Ora, em nossa opinião, este é o cerne da epístola platônica, porém,
compreensível e justificável no conjunto da vivência política de Platão e do
seu processo de elaboração conceitual projetetado no texto em questão. É
considerando o tom pessoal, humano e prático da carta que convém compreender
melhor o que ele se propôs nela, ou seja, tecer e justificar o elogio da
verdadeira filosofia.
2.1. Elogio à vida justa e livre sob a égide da lei.
Em primeiro lugar, encontramos, na carta, certas pistas relativamente objetivas
que justificam as idiossincrasias da autêntica proposta filosófica contida nos
elogios da verdadeira filosofia e do bom uso do poder. Mostramos16 que não se
deve confundir amor ao saber com amor e mau uso ou subserviência ao poder, às
riquezas e aos prazeres físicos.
2 .1.1. Viver de modo temperante. Estamos de acordo com Platão na perspectiva
de que não deveríamos confundir felicidade com seus traços aparentes como lemos
na carta:
[...] não me agradou, em absoluto, a vida que por aquelas bandas dão
o nome de feliz, passada em festins o dia todo, à maneira itálica ou
siciliana, em que a gente se empanturra de comida duas vezes ao dia e
só dorme acompanhado [...] Com tais hábitos, não há debaixo do céu
quem, com semelhante regime desde moço consiga tornar-se temperante
-... - valendo para idêntico raciocínio para as demais virtudes.

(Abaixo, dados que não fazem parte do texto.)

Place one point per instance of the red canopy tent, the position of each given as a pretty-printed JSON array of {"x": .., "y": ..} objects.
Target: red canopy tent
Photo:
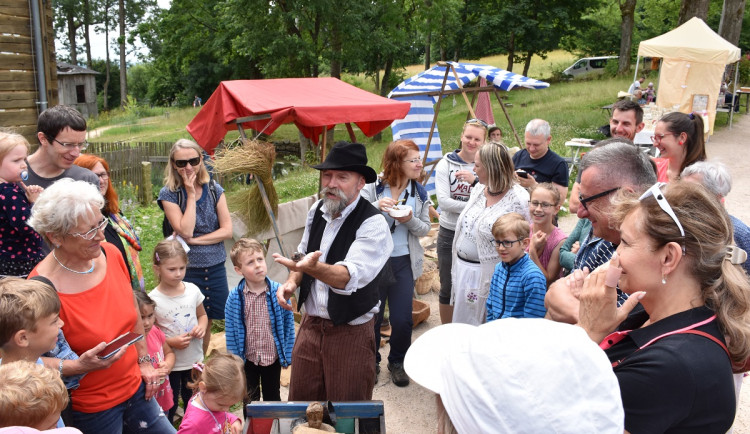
[{"x": 311, "y": 103}]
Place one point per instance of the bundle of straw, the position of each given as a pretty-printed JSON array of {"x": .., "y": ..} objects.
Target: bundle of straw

Nenhuma cidade, também, tenha as leis que tiver, poderá viver
tranquila, quando os cidadãos consideram de bom aviso gastar dessa
maneira e não ocupar-se com mais nada se não for comer e beber á
farta, só pensando nos prazeres do amor [...] sem que os detentores
do poder admitam sequer ouvir o nome de um governo de justiça e
igualdade [326 b-d]
É clara a decepção de Platão para com os maus hábitos dos sicilianos. A
condição para efetivação da filosofia se faz pela clareza sobre o que é
felicidade [pautada pela temperança e exercício da virtude]. A vigência de uma
vida filosófica não depende apenas da existência de leis justas, mas de bons
hábitos. Estes implicam ainda no não apego e às riquezas, pois, o indivíduo
ávido de riquezas, porém de alma tacanha, não escuta esses discursos [335 b].
Ecos dessas advertências encontramos na proposta de Schopenhauer, para quem não
se deve confundir o comum profissional do saber [que só procura suas vantagens
com seus conhecimentos], com o verdadeiro filósofo, que ama e procura o saber
de forma desinteressada no sentido proposto pelo estagirita e que não trata a
filosofia como uma moeda de troca ou de barganha.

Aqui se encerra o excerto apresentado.